Таинственная надпись. Булгаков и Пильняк

Алексей Юрьевич Панфилов
               Это – интерлюдия, отступление от последовательности публикуемых глав книги под условным названием “Неизвестный Булгаков”. Здесь нам представляется возможность несколько подробнее коснуться огромной проблемы соотношения творчества двух выдающихся писателей 1920-х годов – Булгакова и Пильняка. В первых трех главах мы пытались осмыслить сам факт появления карикатуры на Эйнштейна в петроградском журнале 1923 года и проанализировать ее изображение. Но вот что касается подписи под этим рисунком – о которой мы пока даже не упоминали, – то ее истолкование оказывается возможным именно при сопоставлении ряда элементов образного строя произведений двух писателей.

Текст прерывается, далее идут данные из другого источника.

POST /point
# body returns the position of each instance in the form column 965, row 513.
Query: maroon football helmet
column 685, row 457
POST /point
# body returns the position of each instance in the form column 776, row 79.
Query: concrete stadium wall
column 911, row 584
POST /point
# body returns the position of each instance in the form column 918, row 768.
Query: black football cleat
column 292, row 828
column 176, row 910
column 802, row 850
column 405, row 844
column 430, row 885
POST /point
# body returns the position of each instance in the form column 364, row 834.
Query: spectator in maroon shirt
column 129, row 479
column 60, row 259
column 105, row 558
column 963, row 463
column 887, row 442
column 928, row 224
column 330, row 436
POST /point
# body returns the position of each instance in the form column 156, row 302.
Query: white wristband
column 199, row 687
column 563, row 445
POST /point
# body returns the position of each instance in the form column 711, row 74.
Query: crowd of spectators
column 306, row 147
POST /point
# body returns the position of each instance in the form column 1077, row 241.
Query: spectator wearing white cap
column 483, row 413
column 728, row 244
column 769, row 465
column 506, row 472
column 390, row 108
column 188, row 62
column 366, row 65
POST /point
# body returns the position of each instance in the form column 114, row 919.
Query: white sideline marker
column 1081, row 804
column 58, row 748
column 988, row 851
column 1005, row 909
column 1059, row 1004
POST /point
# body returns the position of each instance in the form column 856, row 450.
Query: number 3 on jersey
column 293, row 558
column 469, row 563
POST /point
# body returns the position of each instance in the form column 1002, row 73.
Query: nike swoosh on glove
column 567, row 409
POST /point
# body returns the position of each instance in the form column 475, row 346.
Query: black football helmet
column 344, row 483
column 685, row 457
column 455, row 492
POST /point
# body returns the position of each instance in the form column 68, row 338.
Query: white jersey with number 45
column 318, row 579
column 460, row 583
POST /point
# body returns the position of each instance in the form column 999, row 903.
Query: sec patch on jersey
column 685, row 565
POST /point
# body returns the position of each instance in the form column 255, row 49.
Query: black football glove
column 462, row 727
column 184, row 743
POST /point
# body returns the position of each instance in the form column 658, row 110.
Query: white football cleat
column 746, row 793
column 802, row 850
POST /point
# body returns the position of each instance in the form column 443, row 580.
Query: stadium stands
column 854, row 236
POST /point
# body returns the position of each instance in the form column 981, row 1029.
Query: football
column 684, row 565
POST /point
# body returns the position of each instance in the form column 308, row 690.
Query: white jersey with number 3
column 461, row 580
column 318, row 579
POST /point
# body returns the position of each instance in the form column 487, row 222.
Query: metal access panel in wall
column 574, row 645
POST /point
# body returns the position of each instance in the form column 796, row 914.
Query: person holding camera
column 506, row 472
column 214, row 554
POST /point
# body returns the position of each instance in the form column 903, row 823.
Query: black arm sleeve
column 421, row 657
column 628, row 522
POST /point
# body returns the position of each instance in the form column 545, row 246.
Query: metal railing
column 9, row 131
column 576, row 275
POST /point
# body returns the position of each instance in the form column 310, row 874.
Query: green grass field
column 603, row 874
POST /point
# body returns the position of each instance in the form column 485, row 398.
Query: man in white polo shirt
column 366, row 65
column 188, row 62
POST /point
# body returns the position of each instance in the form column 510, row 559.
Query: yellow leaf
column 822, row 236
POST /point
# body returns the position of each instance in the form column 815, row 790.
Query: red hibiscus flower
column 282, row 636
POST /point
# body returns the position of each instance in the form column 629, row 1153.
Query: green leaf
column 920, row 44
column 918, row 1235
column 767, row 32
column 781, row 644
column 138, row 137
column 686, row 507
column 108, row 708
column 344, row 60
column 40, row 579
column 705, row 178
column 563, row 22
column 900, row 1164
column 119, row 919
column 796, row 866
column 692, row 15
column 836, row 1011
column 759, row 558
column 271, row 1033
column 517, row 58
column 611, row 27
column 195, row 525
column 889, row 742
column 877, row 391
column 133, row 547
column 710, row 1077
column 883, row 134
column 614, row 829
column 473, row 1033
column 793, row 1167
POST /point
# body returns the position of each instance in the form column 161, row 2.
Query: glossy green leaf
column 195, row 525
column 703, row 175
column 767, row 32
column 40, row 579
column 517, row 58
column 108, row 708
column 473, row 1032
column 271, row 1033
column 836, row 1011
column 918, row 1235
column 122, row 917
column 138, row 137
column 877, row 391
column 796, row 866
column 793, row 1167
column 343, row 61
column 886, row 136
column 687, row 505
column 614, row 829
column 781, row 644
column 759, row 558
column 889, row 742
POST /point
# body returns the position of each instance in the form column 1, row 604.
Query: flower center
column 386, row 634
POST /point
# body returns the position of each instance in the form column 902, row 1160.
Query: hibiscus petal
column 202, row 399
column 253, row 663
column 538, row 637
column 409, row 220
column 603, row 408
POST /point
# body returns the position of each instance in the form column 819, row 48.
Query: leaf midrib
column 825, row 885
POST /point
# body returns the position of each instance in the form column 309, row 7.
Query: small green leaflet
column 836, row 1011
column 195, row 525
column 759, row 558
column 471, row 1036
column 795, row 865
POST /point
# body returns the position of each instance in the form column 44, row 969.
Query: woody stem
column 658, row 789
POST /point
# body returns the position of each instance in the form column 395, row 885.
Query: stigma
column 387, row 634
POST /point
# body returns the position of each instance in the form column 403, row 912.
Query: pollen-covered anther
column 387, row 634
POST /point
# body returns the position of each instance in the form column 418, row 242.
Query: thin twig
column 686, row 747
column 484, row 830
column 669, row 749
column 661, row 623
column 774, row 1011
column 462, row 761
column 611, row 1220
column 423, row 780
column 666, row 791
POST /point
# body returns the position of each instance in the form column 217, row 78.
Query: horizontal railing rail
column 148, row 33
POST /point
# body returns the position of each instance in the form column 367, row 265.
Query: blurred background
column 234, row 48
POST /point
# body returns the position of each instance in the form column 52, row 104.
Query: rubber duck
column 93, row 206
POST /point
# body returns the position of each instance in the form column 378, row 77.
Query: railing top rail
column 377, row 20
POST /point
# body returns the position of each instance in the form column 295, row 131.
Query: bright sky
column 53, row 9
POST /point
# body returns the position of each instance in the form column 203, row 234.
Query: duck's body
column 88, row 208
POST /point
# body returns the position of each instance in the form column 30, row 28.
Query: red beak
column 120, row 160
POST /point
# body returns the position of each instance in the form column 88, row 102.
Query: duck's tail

               Предупредим сразу: пристальный взгляд выявляет настолько близкое сходство, что начинает казаться, будто эти писатели вместе сочиняли многие из тех произведений, которые известны нам сегодня под именем Б.А.Пильняка. Как Ильф и Петров! Сам Пильняк, по крайней мере однажды, достаточно откровенно дает понять это своим читателям, обмолвившись о неизбежности коллективного характера творчества в условиях современной литературной ситуации. Но, повторяем, мы имеем возможность коснуться лишь одного, чрезвычайно узкого аспекта единства их творчества (отношение их произведений к “дрезининской” карикатуре) – поэтому и речи не может идти об осмыслении этого чрезвычайного и совершенно до сих пор не известного исследователям их произведений феномена.




“ХОРОШО-О-О!”


               “Все на свете относительно”, – распевал неунывающий д’Актиль, расхваливая жизнь преуспевающего московского нэпмана. В том же куплете автор назовет создателя теории относительности фамильярно: “старик Эйнштейн”, и едва ли это прозвище не отзовется в начале романа “Мастер и Маргарита”, где создателя критической философии назовут почти также: “беспокойный старик Кант”. Тем более, как мы знаем, в этих же главах романа будет фигурировать планета Меркурий и слышаться отзвук трудов отца петербургского профессора физики Хвольсона. Тот же самый “старик” Иммануил Кант единственный будет упомянут по имени в книге Б.Дюшена, в ряду “величайших философов мира […] посвятивших целые трактаты определению времени”. Но имя философа получит у Дюшена инициал, который принадлежит фамилии Эйнштейна: “Эммануил Кант” (Дюшен Б. Теория относительности Эйнштейна… С.43).

               А расхожую фразу из стихотворного фельетона “Дрезины” в мае следующего, 1924 года Булгаков повторит в своем фельетоне “Трактат о жилище” (“Москва 20-х годов”): “Да, дорогие граждане, когда я явился к себе домой, я впервые почувствовал, что все на свете относительно и условно. Мне померещилось, что я живу во дворце…”

               В стихотворном фельетоне благополучие московского нэпмана измеряется относительно нищенского существования берлинского эмигранта; в прозаическом – сравнение повторяется дважды: тягостные жилищные условия автора переоцениваются относительно жилищных условий его знакомого, живущего в квартире, точь-в-точь напоминающей будущее “общежитие имени монаха Бертольда Шварца” в романе Ильфа и Петрова. Но перед тем удручающую обстановку этой квартиры предлагается представить себе “вам, живущим в Берлине” (фельетон печатался в “Накануне”): сопоставление эмигрантского Берлина и Москвы из стихотворения “Дрезина” повторяется в булгаковском очерке, как в зеркале.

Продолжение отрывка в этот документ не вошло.